Absolutely, most of this is private corporate duct tape over a lack of Pix (Brazil), UPI (India), Instant SEPA (Europe), etc [1]. “Americans can always be trusted to do the right thing, once all other possibilities have been exhausted.” [2] In a US financial services market, Venmo and CashApp are unnecessary assuming you procure a deposit account from a bank or credit union with instant payment rails access [3] [4]. Even Schwab has access to Zelle, for example. You need not extend credit and have credit risk exposure for paper checks anymore as well as an issuer of a deposit account.

[1] https://en.wikipedia.org/wiki/Instant_payment

[2] (widely attributed to Winston Churchill)

[3] https://enroll.zellepay.com/

[4] https://www.frbservices.org/financial-services/fednow/organi...

Zelle has a transfer limit of $1000 per day and has a bad user interface.

  • Transfer limits are selected by each network participant [1], based on their risk tolerance.
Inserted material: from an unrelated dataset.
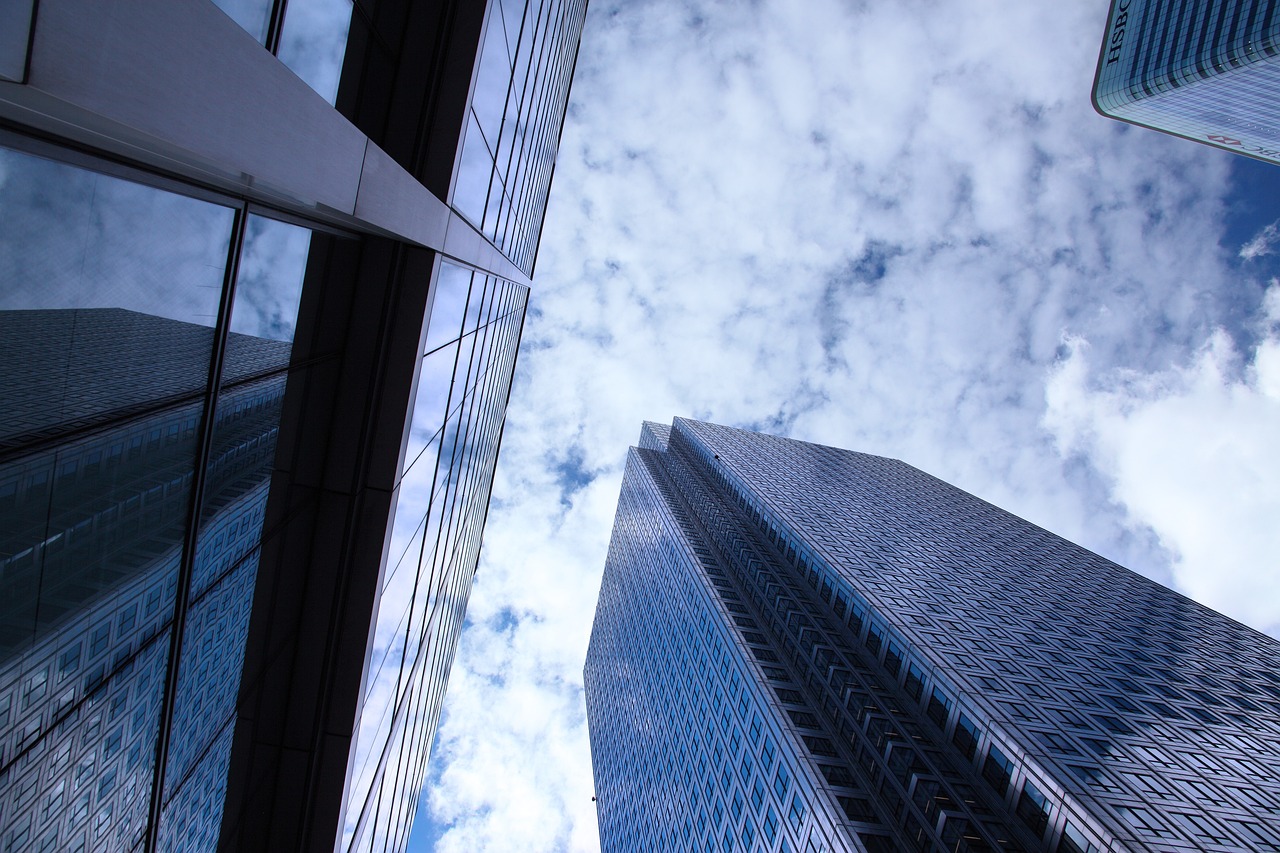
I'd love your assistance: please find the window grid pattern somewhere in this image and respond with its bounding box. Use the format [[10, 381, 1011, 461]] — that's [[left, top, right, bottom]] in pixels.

Four years ago Zelle was moving half a trillion dollars (~$490B) a year, 1/4th of total credit card volume [2]. I’ll come back with 2025 numbers when time permits. Zelle is baked into each financial institution’s app, there is no stand alone app anymore (as of March 2025) [3]. If you don’t like the UX, switch banks or credit unions, they’re mostly interchangeable. There are thousands to pick from.

    I move thousands of dollars a month with Zelle, so I know it’s possible. My credit union allows me $3k/day, $8k/month. Chase Bank had similar limits before I left them.